X marks the spot for Elon Musk
One school of thought in online business is to have the shortest domain name, or URL, possible. This way it’s supposedly easier for customers to remember how to find you online. For example, even large companies like Amazon and Google have the shortcut URLs of a.co and g.co, respectively. What about the top-level domains like .com though? In the early 1990s, the Internet Assigned Numbers Authority, the non-profit organization that oversees domain names, reserved single character domain names for future use. Only a handful that had already been registered were allowed to remain, one of those was X.com.

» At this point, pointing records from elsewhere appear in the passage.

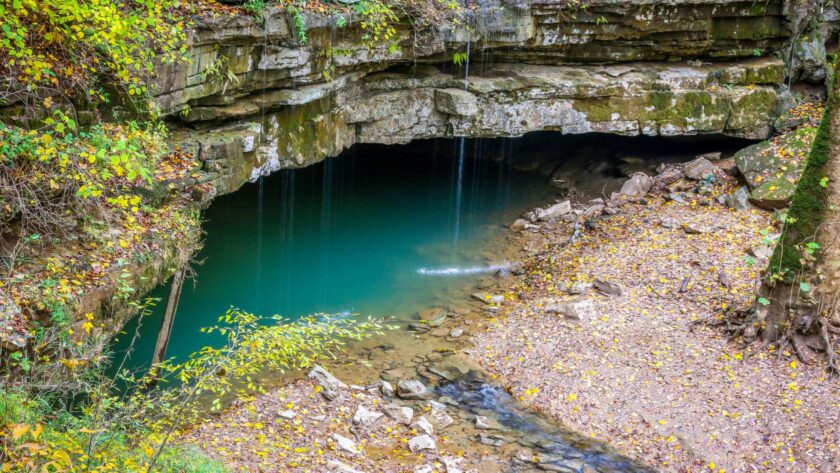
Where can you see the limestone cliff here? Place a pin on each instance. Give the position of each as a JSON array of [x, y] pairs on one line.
[[255, 99]]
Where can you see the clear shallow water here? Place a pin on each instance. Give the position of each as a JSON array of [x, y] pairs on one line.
[[375, 231]]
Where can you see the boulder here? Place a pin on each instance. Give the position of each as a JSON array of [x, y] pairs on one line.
[[770, 175], [555, 211], [456, 102], [700, 168], [330, 385], [638, 185], [422, 443], [412, 389], [740, 199]]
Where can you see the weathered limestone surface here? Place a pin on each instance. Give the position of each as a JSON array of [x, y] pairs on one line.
[[508, 100], [254, 99]]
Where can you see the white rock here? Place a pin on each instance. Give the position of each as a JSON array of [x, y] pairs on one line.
[[423, 425], [482, 422], [365, 417], [337, 466], [451, 464], [387, 389], [400, 414], [699, 169], [422, 443], [441, 418], [345, 444], [638, 185], [412, 389], [577, 310], [555, 211]]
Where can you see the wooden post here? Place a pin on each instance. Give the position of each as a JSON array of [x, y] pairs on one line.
[[169, 316]]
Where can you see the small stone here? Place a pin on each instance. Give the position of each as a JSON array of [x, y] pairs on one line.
[[400, 414], [555, 211], [412, 389], [577, 310], [607, 288], [486, 423], [698, 169], [519, 224], [422, 443], [331, 386], [493, 440], [488, 298], [451, 464], [740, 199], [337, 466], [579, 288], [713, 156], [365, 417], [638, 185], [386, 388], [345, 444], [441, 418], [424, 426]]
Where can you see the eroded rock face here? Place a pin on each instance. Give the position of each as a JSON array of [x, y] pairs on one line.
[[281, 104]]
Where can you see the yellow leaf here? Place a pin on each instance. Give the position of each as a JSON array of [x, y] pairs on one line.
[[18, 430], [36, 432]]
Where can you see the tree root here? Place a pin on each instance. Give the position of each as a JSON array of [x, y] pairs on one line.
[[829, 348]]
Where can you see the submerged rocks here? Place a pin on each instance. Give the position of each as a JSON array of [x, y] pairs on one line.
[[700, 168], [331, 386]]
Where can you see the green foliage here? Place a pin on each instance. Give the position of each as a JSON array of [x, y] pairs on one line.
[[300, 23], [460, 58], [255, 7], [68, 43], [134, 430], [796, 248], [378, 20]]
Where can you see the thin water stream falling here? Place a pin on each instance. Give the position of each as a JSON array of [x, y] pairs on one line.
[[460, 180]]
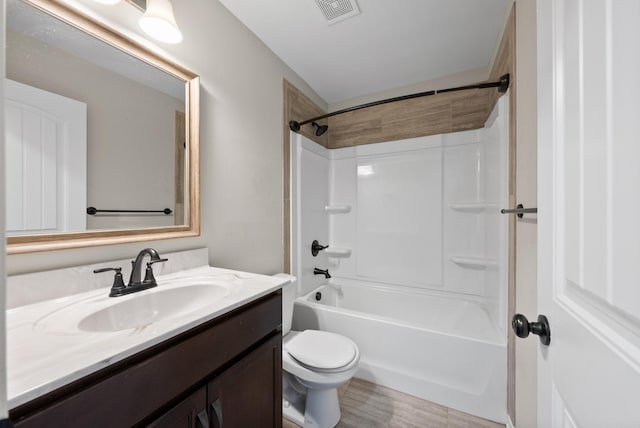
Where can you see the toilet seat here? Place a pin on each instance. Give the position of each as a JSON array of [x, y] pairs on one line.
[[321, 351]]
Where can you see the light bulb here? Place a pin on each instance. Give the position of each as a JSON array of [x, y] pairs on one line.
[[159, 23]]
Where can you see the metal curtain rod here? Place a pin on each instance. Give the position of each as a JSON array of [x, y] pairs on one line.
[[502, 85], [94, 210]]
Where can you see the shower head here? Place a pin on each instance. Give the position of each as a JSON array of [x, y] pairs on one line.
[[320, 129]]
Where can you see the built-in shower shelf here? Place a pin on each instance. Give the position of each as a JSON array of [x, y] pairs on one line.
[[474, 262], [339, 253], [471, 206], [337, 209]]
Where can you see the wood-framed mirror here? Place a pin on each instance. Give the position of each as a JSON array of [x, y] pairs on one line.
[[101, 135]]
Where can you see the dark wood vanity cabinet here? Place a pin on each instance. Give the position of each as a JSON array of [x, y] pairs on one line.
[[226, 373]]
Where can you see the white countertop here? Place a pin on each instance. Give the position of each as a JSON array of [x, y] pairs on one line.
[[45, 351]]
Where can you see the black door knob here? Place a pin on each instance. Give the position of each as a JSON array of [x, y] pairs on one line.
[[522, 327]]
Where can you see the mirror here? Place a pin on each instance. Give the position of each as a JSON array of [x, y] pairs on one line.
[[101, 135]]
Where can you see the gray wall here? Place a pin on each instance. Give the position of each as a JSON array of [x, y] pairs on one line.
[[241, 154]]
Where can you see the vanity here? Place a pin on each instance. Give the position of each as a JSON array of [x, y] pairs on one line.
[[204, 350]]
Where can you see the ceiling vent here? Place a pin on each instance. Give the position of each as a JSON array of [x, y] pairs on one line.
[[338, 10]]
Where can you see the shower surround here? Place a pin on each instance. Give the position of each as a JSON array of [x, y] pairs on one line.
[[418, 258]]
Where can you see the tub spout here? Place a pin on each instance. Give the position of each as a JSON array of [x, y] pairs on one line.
[[324, 272]]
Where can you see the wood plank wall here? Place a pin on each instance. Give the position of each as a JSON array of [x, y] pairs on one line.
[[431, 115]]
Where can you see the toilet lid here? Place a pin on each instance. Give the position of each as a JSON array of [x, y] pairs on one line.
[[321, 349]]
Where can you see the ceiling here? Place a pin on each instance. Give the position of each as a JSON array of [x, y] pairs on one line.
[[390, 44]]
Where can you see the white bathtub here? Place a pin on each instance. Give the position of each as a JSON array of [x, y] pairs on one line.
[[444, 350]]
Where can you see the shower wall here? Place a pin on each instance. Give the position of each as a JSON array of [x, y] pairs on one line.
[[419, 215]]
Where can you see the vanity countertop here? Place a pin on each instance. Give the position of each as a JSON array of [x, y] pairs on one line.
[[43, 356]]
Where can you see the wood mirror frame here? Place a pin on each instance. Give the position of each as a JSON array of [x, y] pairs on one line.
[[67, 240]]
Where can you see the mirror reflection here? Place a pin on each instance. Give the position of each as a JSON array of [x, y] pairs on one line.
[[88, 125]]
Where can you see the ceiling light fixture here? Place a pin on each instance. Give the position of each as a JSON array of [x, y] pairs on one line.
[[159, 23]]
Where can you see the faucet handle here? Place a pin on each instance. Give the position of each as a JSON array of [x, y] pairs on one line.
[[118, 282], [148, 274]]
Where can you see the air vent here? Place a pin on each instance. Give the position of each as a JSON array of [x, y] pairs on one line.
[[338, 10]]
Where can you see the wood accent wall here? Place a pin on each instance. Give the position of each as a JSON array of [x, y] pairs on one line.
[[431, 115], [296, 106]]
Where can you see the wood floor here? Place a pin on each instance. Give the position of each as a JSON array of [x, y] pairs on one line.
[[366, 405]]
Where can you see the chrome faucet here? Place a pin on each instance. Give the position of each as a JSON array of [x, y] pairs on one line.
[[136, 268], [324, 272]]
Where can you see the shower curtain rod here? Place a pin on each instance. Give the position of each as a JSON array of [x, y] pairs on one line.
[[502, 85]]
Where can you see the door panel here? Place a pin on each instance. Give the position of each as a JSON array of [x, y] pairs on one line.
[[589, 105], [46, 146]]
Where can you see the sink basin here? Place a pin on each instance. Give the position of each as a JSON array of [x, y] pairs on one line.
[[134, 311], [146, 309]]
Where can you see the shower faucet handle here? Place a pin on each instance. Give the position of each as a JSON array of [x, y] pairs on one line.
[[324, 272], [316, 247]]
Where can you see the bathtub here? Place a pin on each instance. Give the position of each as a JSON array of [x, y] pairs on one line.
[[441, 349]]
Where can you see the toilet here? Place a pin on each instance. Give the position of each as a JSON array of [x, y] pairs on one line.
[[314, 364]]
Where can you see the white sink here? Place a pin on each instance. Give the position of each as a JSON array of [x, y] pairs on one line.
[[146, 309], [133, 311]]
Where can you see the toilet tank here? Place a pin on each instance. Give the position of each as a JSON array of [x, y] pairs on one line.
[[288, 299]]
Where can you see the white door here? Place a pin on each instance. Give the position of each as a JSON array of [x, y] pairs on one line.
[[589, 212], [45, 137]]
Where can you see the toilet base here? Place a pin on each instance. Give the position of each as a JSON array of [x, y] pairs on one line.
[[319, 408]]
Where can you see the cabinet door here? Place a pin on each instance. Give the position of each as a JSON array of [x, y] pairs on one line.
[[190, 413], [249, 393]]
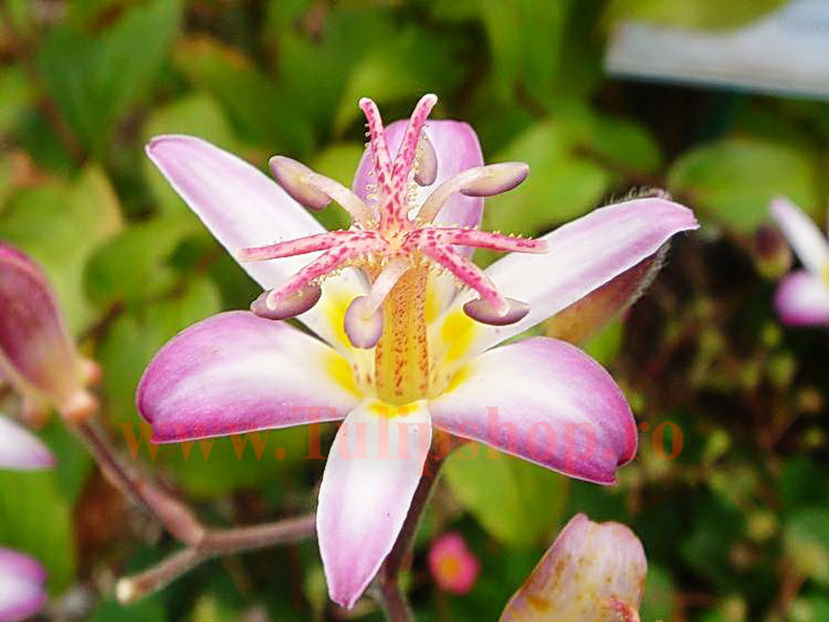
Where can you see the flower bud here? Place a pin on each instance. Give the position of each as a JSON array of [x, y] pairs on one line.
[[36, 353], [594, 572], [454, 568]]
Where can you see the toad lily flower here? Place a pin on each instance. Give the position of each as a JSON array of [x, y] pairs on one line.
[[399, 346], [37, 356], [803, 297], [21, 577], [594, 572]]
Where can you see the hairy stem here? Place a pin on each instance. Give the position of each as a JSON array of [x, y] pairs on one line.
[[215, 542]]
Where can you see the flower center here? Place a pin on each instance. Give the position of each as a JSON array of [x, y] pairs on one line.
[[396, 244]]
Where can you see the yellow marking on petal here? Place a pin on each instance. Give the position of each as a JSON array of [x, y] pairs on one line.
[[390, 411], [457, 333], [340, 371], [458, 378]]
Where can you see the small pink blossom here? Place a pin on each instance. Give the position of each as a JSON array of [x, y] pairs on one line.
[[453, 566]]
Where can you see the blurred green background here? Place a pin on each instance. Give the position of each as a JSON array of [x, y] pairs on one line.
[[730, 496]]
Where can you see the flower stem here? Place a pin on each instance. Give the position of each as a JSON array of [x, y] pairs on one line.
[[215, 542], [202, 542], [393, 602]]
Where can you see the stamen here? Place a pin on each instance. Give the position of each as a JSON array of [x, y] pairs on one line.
[[469, 274], [287, 306], [482, 311], [408, 146], [315, 191], [481, 181], [364, 319], [426, 162]]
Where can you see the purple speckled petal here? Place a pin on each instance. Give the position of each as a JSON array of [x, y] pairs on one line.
[[803, 300], [22, 450], [594, 572], [36, 353], [584, 255], [236, 372], [244, 208], [545, 401], [370, 478], [21, 586]]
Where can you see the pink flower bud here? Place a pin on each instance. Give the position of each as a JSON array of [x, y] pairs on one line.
[[594, 572], [452, 565], [36, 354]]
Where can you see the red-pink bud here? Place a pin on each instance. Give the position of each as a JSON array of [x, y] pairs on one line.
[[37, 355]]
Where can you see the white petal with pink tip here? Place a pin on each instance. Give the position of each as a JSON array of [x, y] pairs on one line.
[[372, 471]]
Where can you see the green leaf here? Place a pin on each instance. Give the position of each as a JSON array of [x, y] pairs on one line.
[[734, 179], [560, 187], [517, 502], [36, 518], [806, 542], [260, 112], [388, 74], [703, 14], [60, 225], [97, 81], [16, 95], [132, 266]]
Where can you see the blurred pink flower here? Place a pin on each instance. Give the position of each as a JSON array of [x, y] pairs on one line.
[[37, 355], [406, 325], [454, 568], [594, 572], [803, 296], [21, 578]]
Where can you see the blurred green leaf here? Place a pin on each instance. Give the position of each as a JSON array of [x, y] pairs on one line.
[[96, 81], [660, 595], [35, 518], [261, 112], [389, 74], [517, 502], [806, 541], [704, 14], [131, 266], [15, 95], [60, 225], [734, 179]]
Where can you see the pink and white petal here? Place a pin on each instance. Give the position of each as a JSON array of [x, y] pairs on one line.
[[594, 572], [457, 149], [236, 372], [22, 592], [36, 353], [244, 208], [803, 300], [370, 478], [21, 450], [803, 234], [584, 255], [545, 401]]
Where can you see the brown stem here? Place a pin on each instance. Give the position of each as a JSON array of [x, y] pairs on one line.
[[391, 598]]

Previously X.com was owned by a newcomer to the tech scene by the name of Elon Musk. Yes, the same Elon Musk who currently runs Tesla Motors and The Space-X program. X.com’s original intent was to be an innovative online banking service. Here is a video of a much younger Elon Musk talking about X.com.
For the record Mr. Musk admittedly wrecked that McLaren and did not have the car insured, but even back then he was rich enough to not need it. Also, he has never been on the cover of Rolling Stone as far as I can tell, but he has been on the cover of a multitude of other magazines.
X.com eventually merged with another company that became PayPal. It was at that point that X.com then pointed to PayPal’s website. Musk was PayPal’s CEO until he was ousted in October of 2000. Now it is being reported that PayPal has sold X.com back to Elon Musk for an unspecified amount, and who better to have it than Elon Musk? For example, Tesla Motors makes the Model X which is an electric crossover SUV, and he has the aforementioned and much-lauded Space-X program which is a huge innovator in commercial space flight.
Currently, X.com will only produce an error message in your browser saying the site can’t be reached, however, it will be interesting, to say the least, to see what Elon Musk will do with it.